Um aviso que vale para todos, mas em especial aos militantes do Partido dos Trabalhadores ainda não conformados com o jeito das coisas depois que o poder passou às suas mãos. Fazer discurso contra, pode. Manifestações de rua, idem. O que não pode, no PT, é passar da palavra a atos de verdade, principalmente alguns, como votar contra ou entrar na Justiça. Aí o rompimento se consolida e “quando a relação de confiança se quebra, não há mais volta”.

Esse é o entendimento já configurado como padrão do governo do presidente Luiz Inácio Lula da Silva e do comando maior do PT às vésperas de uma campanha nacional do Planalto, através da mídia, visando a esclarecer a população acerca do tipo de reforma (especialmente a previdenciária) que virá. Em contraposição a essa campanha, o partido de Leonel Brizola (PDT) e os radicais do PT, chefiados pela senadora Heloísa Helena, fecharam acordo para a realização de outra campanha nacional: a de mobilização, especialmente de aposentados e pensionistas, contra a proposta do governo, que inclui, entre outros itens incômodos, a contribuição dos inativos. Se não ganhar no discurso, o time do contra já avisa que poderá entrar na Justiça, onde questionará inclusive o uso do dinheiro do contribuinte.

A senadora usa as armas da língua solta que tem de sobra: “Recurso público não pode ser utilizado para incentivar a população com uma visão unilateral”. A seu favor tem a posição já antecipada de ponderáveis setores do Judiciário que, em causa própria, também é contra a taxação e outras limitações aventadas. E não adianta o governo se esforçar mostrando que pelo menos quinze mil servidores (só do Poder Executivo) ganham salários acima do presidente da República. Muitos são marajás graças a recursos obtidos na Justiça e bradam pelos “direitos adquiridos”.

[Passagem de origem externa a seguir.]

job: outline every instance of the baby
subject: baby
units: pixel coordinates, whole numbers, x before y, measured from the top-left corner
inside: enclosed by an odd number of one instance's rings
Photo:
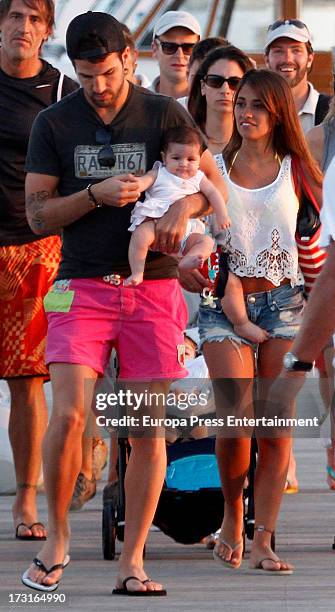
[[[230,220],[224,199],[216,187],[199,170],[203,151],[202,137],[196,128],[183,126],[168,130],[161,162],[138,177],[145,200],[135,204],[129,231],[133,232],[129,245],[129,264],[132,274],[125,285],[139,285],[143,281],[144,265],[150,245],[155,239],[155,219],[162,217],[171,204],[187,195],[201,192],[212,206],[220,229],[229,227]],[[210,256],[213,240],[205,234],[204,224],[198,219],[188,221],[179,253],[179,266],[184,269],[201,268]]]
[[[145,260],[155,239],[155,219],[162,217],[177,200],[201,191],[213,208],[217,228],[230,226],[221,193],[199,170],[202,150],[202,137],[196,128],[172,128],[166,133],[163,164],[155,162],[152,170],[137,177],[140,190],[146,191],[146,194],[143,202],[136,202],[131,215],[129,231],[133,234],[128,258],[132,274],[124,281],[125,285],[136,286],[143,281]],[[181,257],[179,267],[191,270],[202,268],[204,261],[210,257],[213,245],[212,238],[205,234],[204,224],[199,219],[189,219],[180,251],[175,254]],[[225,262],[227,264],[227,260]],[[266,340],[267,333],[249,321],[241,283],[237,276],[228,272],[228,265],[221,288],[222,308],[236,333],[253,342]]]

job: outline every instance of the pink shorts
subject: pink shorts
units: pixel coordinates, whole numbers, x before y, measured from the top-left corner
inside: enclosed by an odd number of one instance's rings
[[[53,284],[44,300],[46,363],[76,363],[102,375],[115,348],[120,378],[185,377],[187,306],[178,280],[114,282],[110,276]]]

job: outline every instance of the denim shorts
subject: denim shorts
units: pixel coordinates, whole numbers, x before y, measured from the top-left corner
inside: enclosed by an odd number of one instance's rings
[[[295,338],[298,333],[304,309],[303,287],[281,285],[271,291],[248,293],[245,297],[247,315],[256,325],[265,329],[270,338]],[[233,340],[237,344],[254,347],[255,344],[235,333],[234,328],[223,313],[220,300],[212,305],[202,300],[199,308],[200,346],[204,342],[223,342]]]

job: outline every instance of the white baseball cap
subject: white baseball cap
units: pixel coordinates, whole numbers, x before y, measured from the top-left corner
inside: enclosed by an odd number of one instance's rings
[[[161,36],[171,30],[171,28],[186,28],[194,34],[201,36],[201,29],[198,21],[191,13],[186,11],[167,11],[155,23],[153,38]]]
[[[292,38],[302,43],[311,43],[312,37],[307,26],[300,19],[279,19],[268,27],[264,51],[277,38]]]

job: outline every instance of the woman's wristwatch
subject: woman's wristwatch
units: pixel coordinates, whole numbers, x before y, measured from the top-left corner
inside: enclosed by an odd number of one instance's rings
[[[288,372],[310,372],[313,367],[313,363],[300,361],[293,353],[284,355],[283,364]]]

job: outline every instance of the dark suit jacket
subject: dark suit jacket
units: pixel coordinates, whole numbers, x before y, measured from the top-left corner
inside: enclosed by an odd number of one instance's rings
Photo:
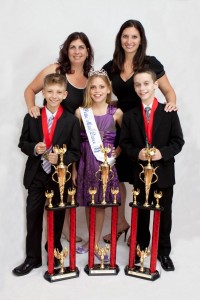
[[[183,133],[177,112],[165,112],[165,105],[158,103],[154,114],[152,146],[155,146],[162,154],[162,159],[152,162],[158,169],[157,185],[167,188],[175,184],[174,156],[178,154],[183,145]],[[120,135],[120,146],[124,153],[132,161],[132,174],[130,183],[138,186],[138,174],[142,171],[138,155],[142,148],[146,147],[146,135],[142,115],[142,106],[132,109],[124,114]]]
[[[24,124],[19,140],[19,148],[28,155],[24,173],[24,186],[29,188],[31,182],[41,164],[41,155],[34,155],[35,145],[43,141],[42,119],[32,118],[27,114],[24,118]],[[54,137],[53,146],[63,144],[67,146],[67,152],[64,154],[64,164],[75,162],[80,158],[80,125],[78,119],[67,111],[58,119]]]

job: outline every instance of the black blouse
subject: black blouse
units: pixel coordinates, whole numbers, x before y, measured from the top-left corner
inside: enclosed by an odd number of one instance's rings
[[[108,73],[112,82],[113,93],[118,99],[118,107],[121,108],[123,112],[127,112],[141,103],[141,100],[134,90],[133,75],[127,81],[124,81],[119,73],[112,71],[112,65],[113,61],[110,60],[103,66],[103,69]],[[145,66],[146,65],[156,73],[158,79],[165,74],[163,65],[154,56],[146,56]]]
[[[67,81],[67,97],[62,101],[61,105],[63,109],[75,113],[75,110],[82,105],[84,90],[73,86],[69,81]]]

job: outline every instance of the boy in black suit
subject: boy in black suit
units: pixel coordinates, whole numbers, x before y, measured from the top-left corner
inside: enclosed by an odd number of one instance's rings
[[[169,256],[171,251],[170,232],[172,225],[172,197],[175,184],[174,156],[183,145],[183,134],[176,111],[166,112],[165,105],[155,98],[155,89],[158,87],[156,74],[149,69],[138,70],[134,75],[134,88],[141,98],[141,106],[124,115],[120,136],[120,146],[132,161],[130,183],[140,188],[138,201],[144,203],[144,183],[139,179],[142,168],[139,164],[147,164],[145,148],[156,147],[152,157],[153,167],[157,167],[158,181],[150,188],[149,199],[154,199],[155,190],[162,191],[160,235],[158,243],[158,259],[166,271],[174,271],[174,264]],[[146,108],[147,107],[147,108]],[[150,110],[150,112],[149,112]],[[146,112],[147,111],[147,112]],[[138,211],[137,243],[140,248],[148,247],[150,213],[146,210]],[[136,257],[137,258],[137,257]]]
[[[45,191],[54,190],[55,203],[60,202],[58,184],[52,181],[58,155],[53,152],[55,145],[67,146],[64,164],[68,165],[80,157],[80,125],[78,119],[63,111],[60,103],[67,96],[67,81],[64,75],[49,74],[44,79],[43,96],[46,106],[37,119],[27,114],[19,141],[19,148],[28,155],[24,173],[24,186],[28,189],[26,218],[26,259],[13,270],[17,276],[28,274],[42,264],[41,240],[45,205]],[[65,190],[67,187],[65,187]],[[65,210],[57,211],[54,217],[54,246],[62,250],[60,242]]]

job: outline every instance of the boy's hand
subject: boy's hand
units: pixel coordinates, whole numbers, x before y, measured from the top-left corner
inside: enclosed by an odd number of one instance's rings
[[[168,102],[165,105],[165,111],[166,112],[171,112],[171,111],[177,111],[178,107],[176,106],[176,104],[172,103],[172,102]]]
[[[151,160],[160,160],[162,158],[162,154],[160,153],[160,151],[158,149],[156,149],[155,154],[152,156]]]
[[[46,151],[46,144],[43,142],[39,142],[35,146],[35,151],[37,154],[43,154]]]
[[[115,149],[115,147],[112,148],[112,156],[114,158],[117,158],[121,152],[122,152],[122,149],[119,146],[116,149]]]
[[[147,160],[146,149],[145,148],[143,148],[142,150],[140,150],[138,158],[140,160]]]
[[[48,161],[52,164],[52,165],[56,165],[58,163],[58,154],[51,152],[48,155]]]

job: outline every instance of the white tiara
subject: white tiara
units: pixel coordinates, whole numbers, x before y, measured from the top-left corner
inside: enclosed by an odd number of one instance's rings
[[[101,69],[101,70],[94,70],[94,69],[90,69],[89,73],[88,73],[88,76],[91,77],[93,75],[98,75],[98,76],[107,76],[108,77],[108,74],[107,72],[104,70],[104,69]]]

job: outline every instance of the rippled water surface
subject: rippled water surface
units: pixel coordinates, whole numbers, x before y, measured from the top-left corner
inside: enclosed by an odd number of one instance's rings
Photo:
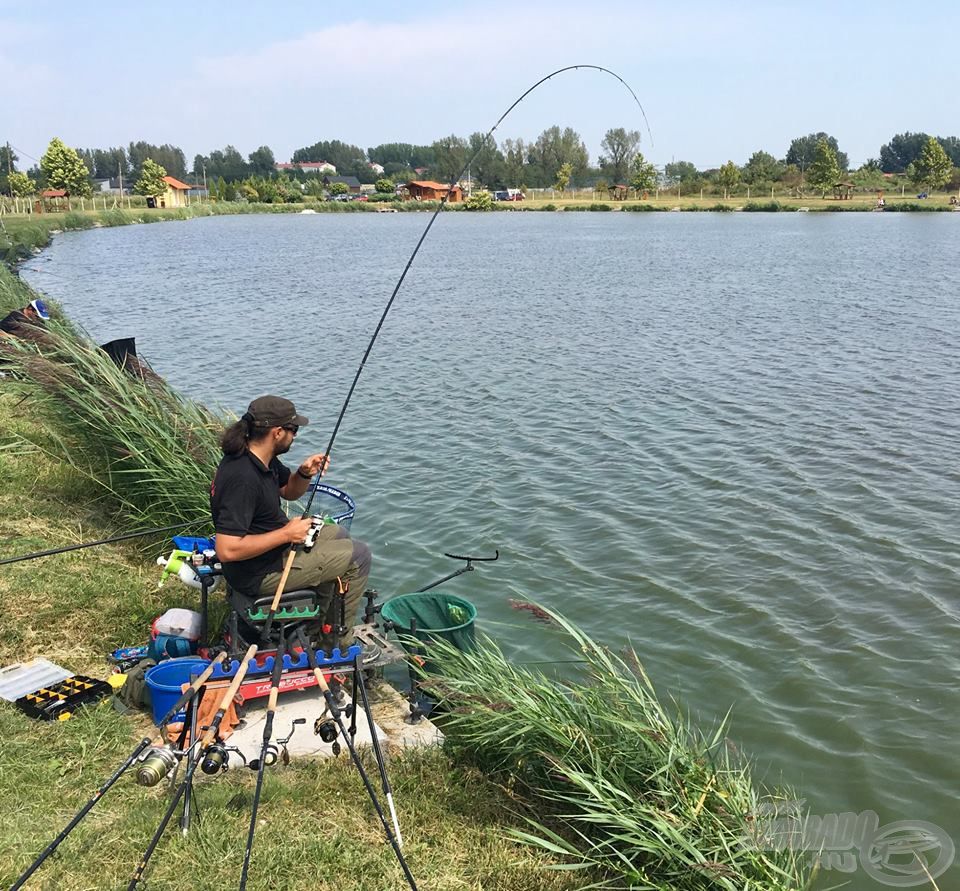
[[[103,229],[24,277],[203,401],[290,395],[297,458],[426,219]],[[557,607],[704,724],[732,707],[814,813],[960,843],[958,243],[952,214],[444,215],[334,450],[377,587],[499,548],[449,590],[517,658],[566,654],[508,599]]]

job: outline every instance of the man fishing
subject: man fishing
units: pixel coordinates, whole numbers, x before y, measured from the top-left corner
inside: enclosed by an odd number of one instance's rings
[[[0,319],[0,337],[21,337],[25,326],[46,322],[49,318],[46,303],[31,300],[23,309],[15,309]]]
[[[326,455],[311,455],[291,472],[279,457],[286,454],[297,431],[309,423],[294,404],[280,396],[261,396],[221,437],[223,460],[210,486],[210,510],[217,533],[217,557],[234,591],[234,606],[245,610],[259,597],[276,592],[291,545],[302,543],[310,531],[309,518],[288,519],[280,499],[293,501],[307,491],[313,477],[327,469]],[[325,625],[336,626],[336,603],[330,583],[338,577],[348,584],[345,622],[349,629],[367,586],[372,555],[362,541],[346,530],[324,524],[316,544],[298,551],[284,590],[313,588]],[[330,645],[345,650],[353,642],[348,631],[342,640],[327,636]]]

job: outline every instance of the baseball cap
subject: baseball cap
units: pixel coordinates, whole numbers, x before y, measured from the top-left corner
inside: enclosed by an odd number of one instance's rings
[[[31,300],[30,306],[41,319],[46,320],[50,318],[50,311],[47,309],[47,304],[42,300]]]
[[[309,418],[297,414],[296,406],[282,396],[259,396],[247,407],[247,414],[257,427],[286,427],[296,424],[306,427]]]

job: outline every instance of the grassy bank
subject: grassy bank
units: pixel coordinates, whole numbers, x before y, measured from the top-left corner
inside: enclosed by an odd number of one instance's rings
[[[0,268],[0,311],[30,292]],[[37,345],[3,345],[0,556],[98,538],[125,522],[205,517],[216,419],[162,381],[120,372],[66,320]],[[22,381],[22,382],[21,382]],[[129,527],[128,527],[129,528]],[[0,663],[43,655],[104,676],[104,654],[142,642],[194,592],[156,588],[135,546],[5,567]],[[435,654],[450,713],[444,749],[391,765],[405,855],[434,889],[799,891],[807,867],[747,840],[760,790],[725,746],[661,706],[635,655],[612,657],[554,616],[583,677],[560,683],[510,664],[495,645]],[[319,711],[319,708],[318,708]],[[106,704],[38,724],[0,707],[0,881],[12,881],[142,735]],[[150,887],[236,881],[254,777],[203,783],[205,822],[168,836]],[[94,811],[45,867],[58,889],[121,885],[164,806],[132,782]],[[251,887],[403,886],[345,759],[294,763],[267,778]]]

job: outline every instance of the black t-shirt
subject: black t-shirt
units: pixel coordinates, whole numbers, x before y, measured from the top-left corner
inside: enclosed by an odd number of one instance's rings
[[[214,529],[225,535],[259,535],[286,526],[280,490],[288,479],[290,469],[276,458],[265,467],[252,452],[226,456],[210,486]],[[236,591],[256,596],[263,577],[283,568],[287,548],[280,545],[249,560],[224,562],[224,578]]]
[[[23,325],[30,324],[30,317],[21,310],[15,309],[9,315],[0,319],[0,331],[6,331],[7,334],[19,334]]]

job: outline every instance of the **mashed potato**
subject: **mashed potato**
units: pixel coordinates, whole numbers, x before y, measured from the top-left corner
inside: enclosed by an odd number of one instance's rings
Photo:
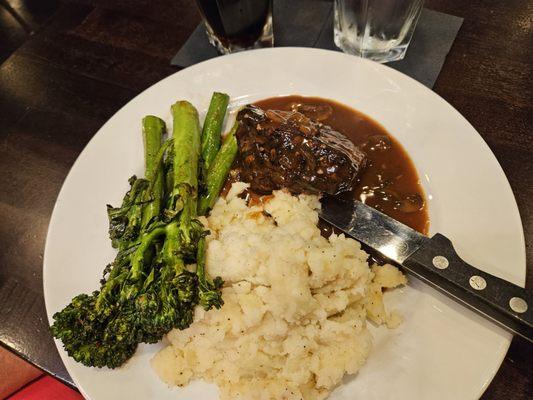
[[[316,196],[277,191],[248,207],[233,185],[204,221],[207,269],[225,281],[220,310],[197,309],[152,360],[169,385],[201,378],[221,399],[323,399],[371,348],[366,319],[394,326],[382,289],[404,284],[395,267],[370,268],[344,235],[325,239]]]

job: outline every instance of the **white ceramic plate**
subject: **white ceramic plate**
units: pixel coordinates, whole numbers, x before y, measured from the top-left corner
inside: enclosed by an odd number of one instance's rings
[[[405,146],[429,201],[431,232],[454,241],[459,254],[485,271],[523,284],[525,246],[515,199],[494,155],[474,128],[423,85],[382,66],[337,52],[277,48],[219,57],[155,84],[117,112],[72,167],[54,208],[44,256],[48,317],[98,286],[113,258],[105,204],[119,204],[132,174],[142,175],[140,121],[170,120],[170,105],[187,99],[205,111],[211,93],[238,106],[302,94],[335,99],[379,121]],[[331,399],[475,399],[488,386],[510,335],[411,279],[392,294],[405,317],[396,330],[377,329],[375,348],[355,377]],[[346,344],[349,346],[349,343]],[[161,345],[141,346],[111,371],[67,357],[69,373],[92,400],[216,399],[213,385],[170,389],[151,370]]]

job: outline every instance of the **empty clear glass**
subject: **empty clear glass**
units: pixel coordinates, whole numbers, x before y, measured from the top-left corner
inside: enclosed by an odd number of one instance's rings
[[[377,62],[401,60],[424,0],[335,0],[335,44]]]

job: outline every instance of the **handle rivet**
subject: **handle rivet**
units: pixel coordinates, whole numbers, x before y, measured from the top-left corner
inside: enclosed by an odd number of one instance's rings
[[[520,314],[527,311],[527,303],[520,297],[513,297],[511,300],[509,300],[509,307],[511,307],[511,310],[514,312]]]
[[[448,259],[444,256],[435,256],[433,257],[433,266],[438,269],[446,269],[450,263]]]
[[[479,275],[471,276],[468,282],[470,283],[470,286],[476,290],[483,290],[487,287],[487,281]]]

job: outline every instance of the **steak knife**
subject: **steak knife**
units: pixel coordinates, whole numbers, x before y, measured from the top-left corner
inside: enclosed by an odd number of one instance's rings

Gostaríamos de respeitar todos os direitos, diz o vice-presidente José de Alencar. Dos adquiridos a outros não-adjetivados (ele jura que essas são coisas que diz também ao pé do ouvido do amigo Lula). Mas é preciso dar tempo a que as pessoas entendam que existem alguns desses direitos contraídos que funcionam como uma ofensa à cidadania. Num país onde os milhões recebem salário mínimo, há vilões que percebem 30, 40, 50 e mais mil reais mensais, sangrando os cofres públicos de morte. Isso não pode prosperar.

Acostumado ao debate, o presidente do PT, José Genoíno, admite opiniões contrárias. A discussão – adverte ele – é livre e democrática. Entretanto, “o que não podemos aceitar é ser contestados na Justiça por um parlamentar do partido. Aí não tem acordo”. Nem aí para o puxão de orelha, senadora alagoana já decidiu: não votará a favor de proposta nenhuma que inclua a cobrança de contribuição dos servidores inativos. E nem em propostas de previdência complementar, uma idéia que “joga a poupança dos servidores na lama da especulação”.

Retiradas as questões de disciplina partidária invocadas por Genoíno, o recurso à Justiça anunciado por alguém do Legislativo é, de fato, algo estranho. Está-se buscando reformar a lei, exatamente para adequá-la a uma nova realidade. Tentar impedir a iniciativa de mudança com base em mandamentos dispostos na lei velha, contestada, é abdicar da condição de legislador, conquistada nas urnas. Helena e Brizola podem prestar duvidoso serviço sustentando posições num debate que interessa à nação. Mas ao buscar o apoio do Judiciário para uma causa que constitui, essencialmente, prerrogativa do Legislativo, é fugir da raia. Ou do limite razoável e democrático em que se situam os graduados descontentes.